After a few light days of waiting in lines and milling around assorted atriums and breezeways, law school orientation started for real on Monday with hour after hour of speeches and announcements. Most of the material covered was rather rote (sexual harassment is bad, you should know that Adlai Stevenson went here, etc.), but one speech stood out: the admissions speech.
At undergrad orientation, the Dean of Admissions regaled us with statistics on our high SAT scores and GPAs, then picked out the best overstatements from successful applicants for special praise. Everyone wants to hear that they go to school with someone who rode around the world on a donkey, translating local newspapers into braille for the blind people of the third world or some such.
But yesterday's admissions speech went above and beyond, turning an uplifting view of fellow classmates into an half-hour parade of shame for those of us who failed to get any patents, venture capital funding, battlefield experience or record contracts in between school and entry-level work.

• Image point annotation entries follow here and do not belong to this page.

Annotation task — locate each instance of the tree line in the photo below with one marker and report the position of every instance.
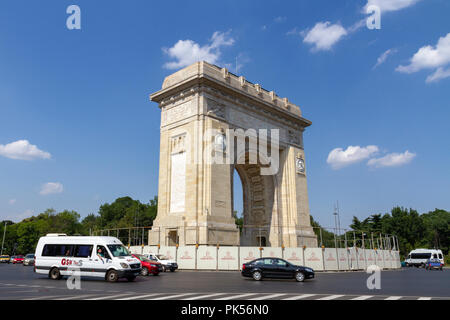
(413, 230)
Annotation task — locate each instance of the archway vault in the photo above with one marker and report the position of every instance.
(196, 197)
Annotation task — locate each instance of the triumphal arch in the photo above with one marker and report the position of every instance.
(212, 123)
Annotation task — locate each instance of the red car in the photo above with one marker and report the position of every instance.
(148, 266)
(17, 259)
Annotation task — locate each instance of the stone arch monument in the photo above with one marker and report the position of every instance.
(213, 122)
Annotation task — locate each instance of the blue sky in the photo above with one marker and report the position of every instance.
(80, 97)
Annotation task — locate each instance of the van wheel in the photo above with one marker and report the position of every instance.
(54, 274)
(144, 272)
(112, 276)
(257, 275)
(299, 276)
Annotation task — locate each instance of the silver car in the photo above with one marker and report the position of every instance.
(29, 260)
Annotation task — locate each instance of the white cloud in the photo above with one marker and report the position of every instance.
(22, 150)
(429, 57)
(392, 160)
(438, 75)
(382, 58)
(51, 188)
(324, 35)
(187, 52)
(390, 5)
(339, 158)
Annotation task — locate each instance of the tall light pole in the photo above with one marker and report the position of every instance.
(3, 242)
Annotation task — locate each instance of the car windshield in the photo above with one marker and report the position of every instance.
(143, 258)
(118, 250)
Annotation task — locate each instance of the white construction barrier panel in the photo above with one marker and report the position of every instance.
(186, 257)
(248, 254)
(343, 256)
(379, 260)
(272, 252)
(206, 258)
(370, 256)
(151, 249)
(387, 259)
(136, 249)
(397, 259)
(330, 259)
(353, 259)
(169, 252)
(361, 258)
(294, 256)
(313, 258)
(228, 258)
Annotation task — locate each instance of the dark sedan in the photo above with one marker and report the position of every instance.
(275, 268)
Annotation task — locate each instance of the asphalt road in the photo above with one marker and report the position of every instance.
(20, 282)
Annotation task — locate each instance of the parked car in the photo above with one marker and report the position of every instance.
(18, 259)
(166, 262)
(29, 260)
(434, 264)
(148, 266)
(275, 268)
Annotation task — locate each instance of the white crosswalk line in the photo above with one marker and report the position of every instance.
(80, 297)
(302, 296)
(393, 298)
(268, 297)
(203, 296)
(236, 296)
(172, 296)
(109, 297)
(332, 297)
(362, 298)
(141, 297)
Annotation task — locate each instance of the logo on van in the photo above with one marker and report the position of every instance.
(68, 262)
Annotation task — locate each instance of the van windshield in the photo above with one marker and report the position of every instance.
(118, 250)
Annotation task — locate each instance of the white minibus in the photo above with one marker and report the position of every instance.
(58, 255)
(419, 257)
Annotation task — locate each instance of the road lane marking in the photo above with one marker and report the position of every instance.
(393, 298)
(269, 296)
(203, 296)
(141, 297)
(81, 297)
(302, 296)
(172, 296)
(236, 296)
(362, 298)
(109, 297)
(332, 297)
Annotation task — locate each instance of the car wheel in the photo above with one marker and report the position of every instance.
(299, 276)
(112, 276)
(144, 272)
(55, 274)
(257, 276)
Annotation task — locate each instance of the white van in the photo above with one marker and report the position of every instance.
(419, 257)
(166, 262)
(59, 255)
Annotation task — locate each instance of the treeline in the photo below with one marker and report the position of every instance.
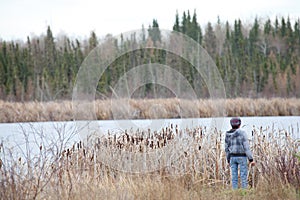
(255, 60)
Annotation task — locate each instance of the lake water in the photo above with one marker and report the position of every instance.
(25, 138)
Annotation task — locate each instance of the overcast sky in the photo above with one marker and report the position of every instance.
(77, 18)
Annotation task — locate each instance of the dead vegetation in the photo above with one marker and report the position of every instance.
(147, 109)
(110, 167)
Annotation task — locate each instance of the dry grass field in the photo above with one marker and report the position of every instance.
(99, 169)
(149, 109)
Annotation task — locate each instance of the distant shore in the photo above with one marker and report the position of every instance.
(12, 112)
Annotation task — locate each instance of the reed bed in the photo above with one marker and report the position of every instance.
(109, 167)
(146, 109)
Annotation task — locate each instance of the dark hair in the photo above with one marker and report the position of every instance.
(235, 122)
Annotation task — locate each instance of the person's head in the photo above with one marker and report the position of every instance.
(235, 122)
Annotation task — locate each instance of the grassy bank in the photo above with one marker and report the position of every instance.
(147, 109)
(200, 172)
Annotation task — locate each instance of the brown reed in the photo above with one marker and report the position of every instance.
(82, 171)
(147, 109)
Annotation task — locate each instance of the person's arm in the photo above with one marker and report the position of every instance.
(227, 149)
(247, 147)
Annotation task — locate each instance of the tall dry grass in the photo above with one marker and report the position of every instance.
(82, 171)
(148, 109)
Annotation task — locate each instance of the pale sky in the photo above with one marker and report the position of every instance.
(77, 18)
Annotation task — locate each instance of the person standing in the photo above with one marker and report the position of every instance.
(238, 153)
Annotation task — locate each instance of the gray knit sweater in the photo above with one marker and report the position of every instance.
(237, 144)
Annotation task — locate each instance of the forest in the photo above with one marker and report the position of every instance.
(255, 60)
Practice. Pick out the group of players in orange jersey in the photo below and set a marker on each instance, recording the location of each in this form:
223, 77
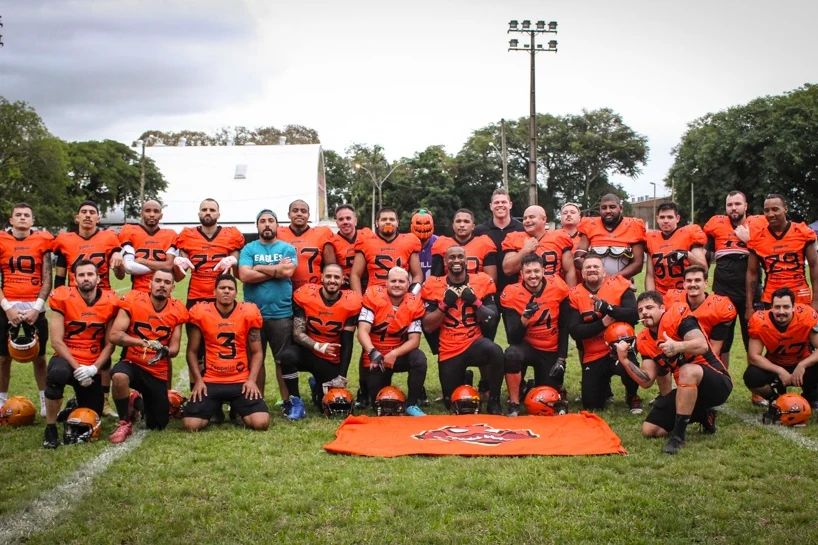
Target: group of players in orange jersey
311, 293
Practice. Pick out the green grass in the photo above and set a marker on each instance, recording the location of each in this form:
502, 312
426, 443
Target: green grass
228, 485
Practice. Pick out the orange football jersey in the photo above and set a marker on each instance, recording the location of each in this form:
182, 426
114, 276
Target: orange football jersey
550, 247
71, 247
480, 251
85, 324
460, 327
382, 255
782, 257
785, 348
151, 324
153, 246
225, 339
668, 270
541, 332
21, 264
390, 325
310, 248
581, 299
205, 253
326, 322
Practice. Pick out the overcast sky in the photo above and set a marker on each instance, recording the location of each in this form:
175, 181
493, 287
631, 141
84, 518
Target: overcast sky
403, 75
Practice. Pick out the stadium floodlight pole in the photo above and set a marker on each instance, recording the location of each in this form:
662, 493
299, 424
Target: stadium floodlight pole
532, 48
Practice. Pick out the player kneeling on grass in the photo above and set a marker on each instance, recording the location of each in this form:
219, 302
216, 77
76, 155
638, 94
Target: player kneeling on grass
227, 329
673, 342
149, 328
389, 332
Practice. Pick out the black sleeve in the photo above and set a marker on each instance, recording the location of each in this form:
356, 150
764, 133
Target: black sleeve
346, 351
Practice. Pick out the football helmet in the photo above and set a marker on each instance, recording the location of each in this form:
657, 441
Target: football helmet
17, 411
790, 410
337, 402
390, 401
24, 345
176, 401
465, 400
544, 401
82, 426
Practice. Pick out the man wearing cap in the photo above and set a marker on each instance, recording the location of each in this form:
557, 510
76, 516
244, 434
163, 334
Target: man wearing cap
266, 266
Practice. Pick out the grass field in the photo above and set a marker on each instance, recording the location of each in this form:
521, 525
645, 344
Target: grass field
747, 484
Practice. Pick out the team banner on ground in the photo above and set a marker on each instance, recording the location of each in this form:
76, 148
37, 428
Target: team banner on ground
476, 435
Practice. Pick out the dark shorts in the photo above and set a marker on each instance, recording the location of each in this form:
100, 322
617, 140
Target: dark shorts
42, 333
154, 393
219, 394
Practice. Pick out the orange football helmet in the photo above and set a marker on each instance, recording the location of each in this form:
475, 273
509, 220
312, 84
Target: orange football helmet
17, 411
465, 400
337, 402
390, 401
82, 426
544, 401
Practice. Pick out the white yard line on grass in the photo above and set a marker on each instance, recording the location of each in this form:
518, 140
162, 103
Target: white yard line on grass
783, 431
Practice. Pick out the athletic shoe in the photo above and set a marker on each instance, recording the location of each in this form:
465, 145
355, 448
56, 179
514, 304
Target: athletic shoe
297, 409
635, 404
414, 410
51, 437
673, 445
122, 432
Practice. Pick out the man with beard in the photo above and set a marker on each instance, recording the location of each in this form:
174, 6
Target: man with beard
789, 334
671, 249
553, 247
149, 329
781, 247
266, 266
228, 329
389, 328
25, 267
312, 244
536, 311
146, 247
672, 341
323, 331
617, 240
78, 329
596, 303
481, 254
458, 304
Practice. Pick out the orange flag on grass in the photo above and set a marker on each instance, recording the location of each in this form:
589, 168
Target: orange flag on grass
476, 435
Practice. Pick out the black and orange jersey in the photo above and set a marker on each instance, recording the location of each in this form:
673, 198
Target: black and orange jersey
70, 247
788, 346
668, 269
205, 253
381, 255
480, 251
542, 332
345, 249
716, 310
783, 257
582, 300
390, 325
460, 327
153, 246
21, 264
550, 246
225, 339
676, 322
326, 320
309, 246
85, 324
151, 324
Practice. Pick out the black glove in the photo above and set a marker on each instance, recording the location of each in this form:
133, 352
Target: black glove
468, 296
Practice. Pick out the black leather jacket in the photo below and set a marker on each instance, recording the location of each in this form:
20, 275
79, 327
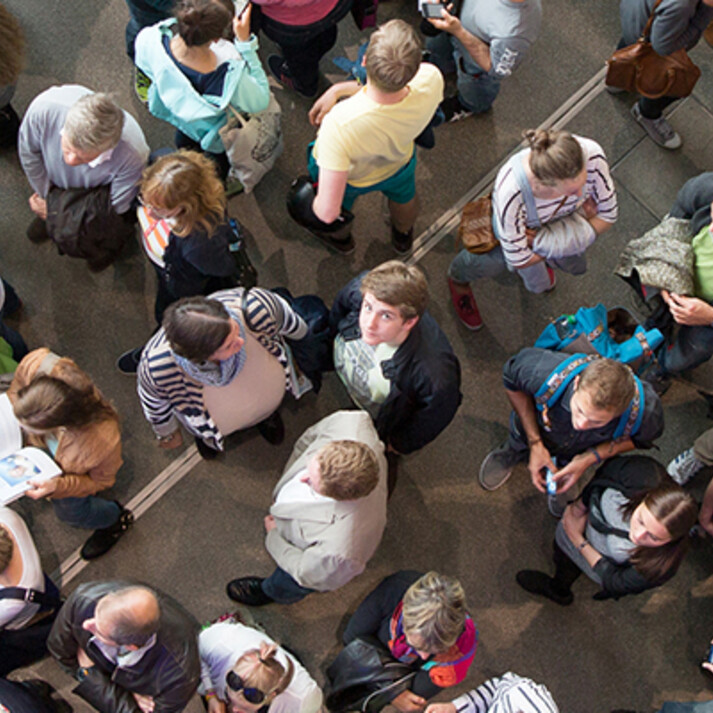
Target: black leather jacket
169, 671
424, 374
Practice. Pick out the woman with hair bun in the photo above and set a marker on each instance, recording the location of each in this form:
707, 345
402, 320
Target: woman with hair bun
61, 410
245, 671
196, 74
565, 180
628, 532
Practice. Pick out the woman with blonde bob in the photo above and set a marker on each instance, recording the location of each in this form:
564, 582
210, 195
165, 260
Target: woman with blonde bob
61, 410
243, 670
423, 621
628, 533
186, 233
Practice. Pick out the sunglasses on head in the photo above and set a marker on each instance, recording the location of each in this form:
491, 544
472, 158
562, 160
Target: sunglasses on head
235, 684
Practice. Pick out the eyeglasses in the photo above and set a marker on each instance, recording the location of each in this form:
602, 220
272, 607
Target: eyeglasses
235, 683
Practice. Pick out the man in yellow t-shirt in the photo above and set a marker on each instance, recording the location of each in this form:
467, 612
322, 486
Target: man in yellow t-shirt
366, 143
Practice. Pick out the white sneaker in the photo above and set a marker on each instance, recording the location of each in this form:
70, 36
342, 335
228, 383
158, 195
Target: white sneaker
658, 129
684, 466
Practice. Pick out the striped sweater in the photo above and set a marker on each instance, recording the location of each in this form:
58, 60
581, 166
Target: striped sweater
507, 694
168, 395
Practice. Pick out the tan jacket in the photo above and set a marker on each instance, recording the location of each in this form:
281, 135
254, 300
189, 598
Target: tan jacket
325, 544
89, 457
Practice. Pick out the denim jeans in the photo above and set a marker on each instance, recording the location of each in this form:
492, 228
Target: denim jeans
692, 347
282, 587
89, 513
477, 89
467, 267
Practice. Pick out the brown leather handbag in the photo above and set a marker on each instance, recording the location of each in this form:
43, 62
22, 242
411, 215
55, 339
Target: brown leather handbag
639, 69
476, 226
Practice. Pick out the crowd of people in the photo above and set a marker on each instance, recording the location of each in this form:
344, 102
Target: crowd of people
224, 354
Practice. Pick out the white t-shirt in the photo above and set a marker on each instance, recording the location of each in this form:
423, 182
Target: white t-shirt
222, 644
15, 613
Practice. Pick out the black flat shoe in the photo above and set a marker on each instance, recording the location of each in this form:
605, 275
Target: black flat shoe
539, 583
248, 590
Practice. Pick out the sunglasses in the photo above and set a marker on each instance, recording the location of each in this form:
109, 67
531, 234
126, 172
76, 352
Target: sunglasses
235, 684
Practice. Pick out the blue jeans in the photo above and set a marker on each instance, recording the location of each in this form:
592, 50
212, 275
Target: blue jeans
282, 587
692, 347
89, 513
477, 89
467, 267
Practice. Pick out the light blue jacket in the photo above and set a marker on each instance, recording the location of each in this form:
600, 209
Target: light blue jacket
173, 98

We have a small class here, so the endless parade of readers-to-the-blind, camel racers, Antarctic researchers and award winners seemed to cover the entire class. I've met the Fulbright winner, the guy who worked in 13 countries and the camel racer, but some of them were new to me.
Like the guy who invented the world's smallest pistol.
The Dean of Admissions paused as the tech guy in the back queued up the James Bond theme. As if the fact that this guy has three patents and I don't even own a proper drill wasn't bad enough, the dean went on to detail the weight (12 oz.) size (about that of a credit card) and other facts about this really small firearm. For the rest of the day, everyone was abuzz about the tiny gun and who may have invented it.
After what seemed like hours, the dean finished his list of people who are better than me. In the last 24 hours, I've met a lot of them, but not Little Pistol Guy.